The Speaker of Parliament of Uganda has urged African legislators and leaders to prioritize issues affecting the youth.
According the Speaker, in a world of adult concerns, young people are often underlooked and this affects the youth as well as economies and societies at large.
Kadaga was on Thursday addressing the 9th Annual Speakers’ Conference of African Parliaments in Midrand, South Africa. The two-day Conference is running under the theme, “Harnessing the Demographic Dividend through Investments in the Youth.”
“The high unemployment rate remains a security issue in Africa, driving youth to violence and crime,” she said adding that the agitations by young people in the continent are a manifestation of socio-economic marginalization, unsound economic and social policies, corrupt governments, exclusion and denial of basic rights.
She added that leaders ought to ask themselves questions such as; how have youth been prepared for the labour market and whether the courses they are studying will be relevant.
“Are we preparing them for hoe agriculture or a better agriculture using technology? Are we preparing them for our local, regional or international market?” she asked.
With regard to youth migration to seek greener pastures overseas, Kadaga said governments should address instability and war prevalent in some states and provide youth opportunities to work in their countries.
“It is a very serious indictment on Africa that the Mediterranean Sea has become the graveyard of young African people,” she said.
Kadaga, who had earlier on been unanimously elected Chairperson of the Bureau of the Conference of African Speakers, informed the presiding officers of the strides Uganda had taken in addressing youth issues. She said the Ugandan legislature is a youthful one and there are specific slots for youth MPs.
She explained that through the Youth Livelihood Fund, government was targeting unemployed youth with funds to support their projects. Kadaga added that going forward, as a continent, there’s a need to improve access to credit facilities for youth, establish and operationalize national and regional youth funds to increase young people’s access to business capital.
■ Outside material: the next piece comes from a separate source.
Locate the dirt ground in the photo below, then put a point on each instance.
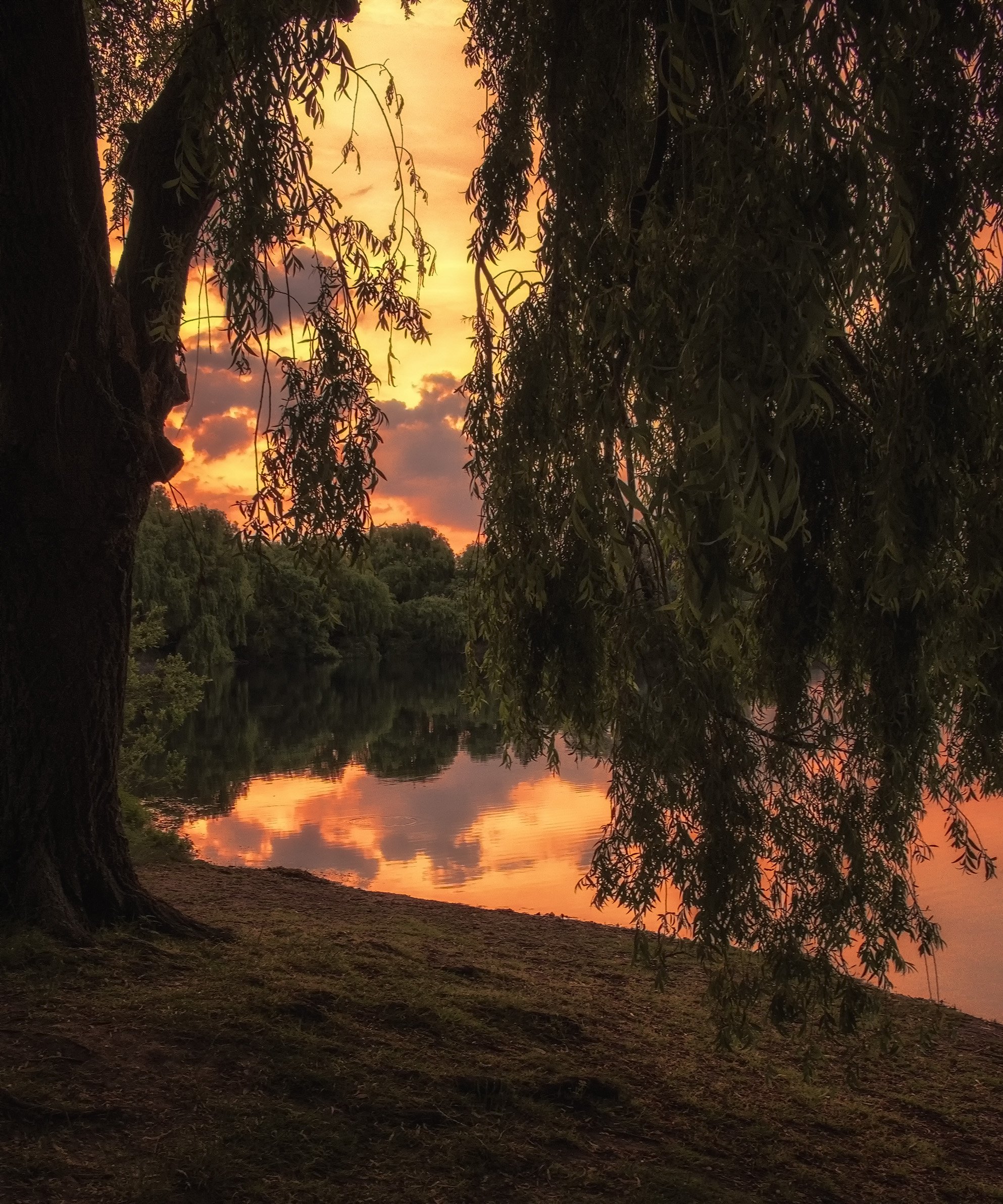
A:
(356, 1046)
Pan African Parliament President, Roger Nkodo Dang said the theme of the conference was significant to the Agenda 2063 of the African Union and the Sustainable Development Goals. He said the quest for a stable and integrated continent may fail if Africa does not mobilise and equip its sizeable youthful population. Agenda 2063 envisages an Africa whose development is people centered, relying on the potential of the African people, especially women and youth.
The Speaker of the Mozambique Parliament said there is need for investments in rural areas, particularly in agriculture to address urbanization and early marriages, which predisposes youth to poverty.
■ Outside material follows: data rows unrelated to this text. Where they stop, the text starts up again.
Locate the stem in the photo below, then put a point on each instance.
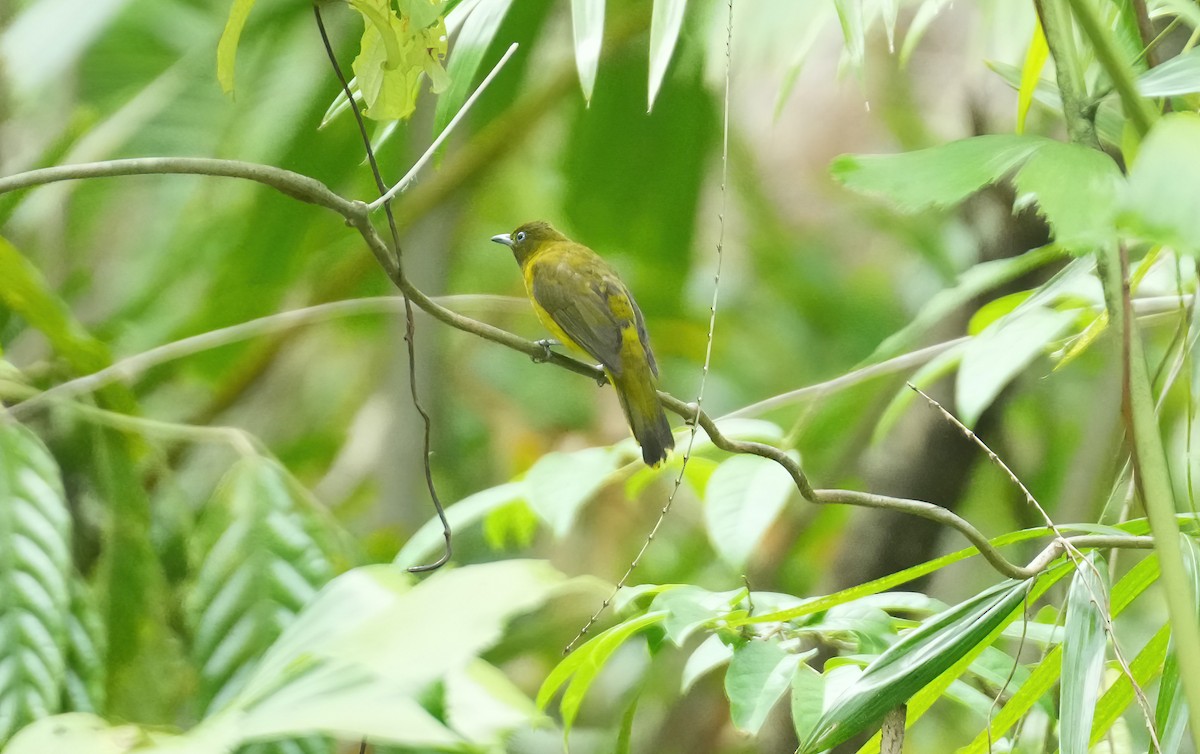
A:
(1155, 482)
(1139, 112)
(1061, 41)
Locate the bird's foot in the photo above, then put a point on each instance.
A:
(546, 353)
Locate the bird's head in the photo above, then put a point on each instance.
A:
(526, 240)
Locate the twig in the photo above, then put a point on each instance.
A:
(402, 184)
(409, 323)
Hon. Alban Bagbin, the Speaker Parliament of Ghana, observed that with poor health systems and education, Africa cannot be in position to get any dividend from the demographic transition. He called for collective efforts by the continent’s leaders to address youth concerns.
Francine Muyumba, the President of the Pan African Youth Union implored parliaments not to consider sector budgets that do not have programmes targeting youth. She said the role of Parliament in implementing policies to address youth unemployment and radicalization into terrorism cannot be overemphasized.
The Speakers noted that employment, entrepreneurship, education and skills development, governance and youth empowerment were key pillars that comprise areas of investment to harness the demographic dividend. They also were in agreement that ratification, domestication and implementation of treaties and other frameworks of the African Union as key in ensuring an enabling environment for youth empowerment.